Los créditos de apertura ya revelan esa libertad, ese socialismo cuando despliegan los nombres y apellidos de director, técnicos, actores y actrices en un pie de igualdad con los de filósofos, intelectuales, artistas de diversas épocas cuyos textos, imágenes, partituras y voces pueblan la película. Luego veremos que no sólo la pueblan sino que la atraviesan, la vertebran, confirmando aquello que los créditos proponían: el film como resultado de una colaboración social compleja, nacida mucho antes del momento de su "realización". Las cámaras de video que se utilizaron –este es "el" largometraje digital de Godard– también están acreditadas, o forman parte del elenco, como los medios de producción que son. (Dicho sea de paso: el viejo Jean-Luc jugó como un niño, exprimiendo planos de inusitada belleza a la parafernalia electrónica, pero también unas tomas deslucidas, banales, que parecen haber pasado el filtro para que podamos apreciar todo el arco de su experimentación con semejantes juguetes.) Esta es una película ciertamente hablada, y en varias lenguas, pero sin "líneas de diálogo" sino con textos que fluyen.
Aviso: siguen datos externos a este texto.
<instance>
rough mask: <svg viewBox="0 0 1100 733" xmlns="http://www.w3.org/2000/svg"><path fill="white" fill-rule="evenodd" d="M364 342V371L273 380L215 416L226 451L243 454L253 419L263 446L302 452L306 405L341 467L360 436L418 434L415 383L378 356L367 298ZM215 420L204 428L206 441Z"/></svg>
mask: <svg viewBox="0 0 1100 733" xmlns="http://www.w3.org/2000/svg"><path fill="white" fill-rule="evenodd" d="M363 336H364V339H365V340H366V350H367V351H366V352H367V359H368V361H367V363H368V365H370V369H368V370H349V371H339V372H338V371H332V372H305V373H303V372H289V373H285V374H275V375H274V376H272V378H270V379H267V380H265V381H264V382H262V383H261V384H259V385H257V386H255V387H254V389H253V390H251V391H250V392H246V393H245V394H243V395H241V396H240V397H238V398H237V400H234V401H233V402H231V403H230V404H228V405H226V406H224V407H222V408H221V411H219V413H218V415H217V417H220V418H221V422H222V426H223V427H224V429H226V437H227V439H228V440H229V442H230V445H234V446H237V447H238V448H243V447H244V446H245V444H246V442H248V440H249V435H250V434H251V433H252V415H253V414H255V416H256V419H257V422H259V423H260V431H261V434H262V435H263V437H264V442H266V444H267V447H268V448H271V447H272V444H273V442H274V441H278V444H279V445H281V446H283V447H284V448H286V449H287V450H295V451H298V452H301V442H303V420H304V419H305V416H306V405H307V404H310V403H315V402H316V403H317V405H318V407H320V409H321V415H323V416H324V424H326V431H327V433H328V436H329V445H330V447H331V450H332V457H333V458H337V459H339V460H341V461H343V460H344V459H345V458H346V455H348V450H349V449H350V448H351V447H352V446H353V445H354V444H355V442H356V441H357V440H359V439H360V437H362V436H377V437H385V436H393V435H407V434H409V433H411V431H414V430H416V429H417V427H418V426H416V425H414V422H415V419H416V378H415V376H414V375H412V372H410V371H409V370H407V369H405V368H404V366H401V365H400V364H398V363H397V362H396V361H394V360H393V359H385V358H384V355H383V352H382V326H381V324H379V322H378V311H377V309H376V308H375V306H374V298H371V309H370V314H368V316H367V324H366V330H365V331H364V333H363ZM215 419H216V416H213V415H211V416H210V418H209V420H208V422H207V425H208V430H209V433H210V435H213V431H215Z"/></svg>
Al principio uno procura discernir si se trata de tal o cual cosa que un personaje le está diciendo a otro, de un pensamiento en voz alta o de una voz en off impersonal; con el tiempo uno aprende que pueden ser todas esas cosas, y que eso es lo que menos importa. Son preguntas y respuestas que circulan por el film y nos interpelan a todos; que se ofrecen a quien quiera tomarlas para que haga con ellas lo que le nazca.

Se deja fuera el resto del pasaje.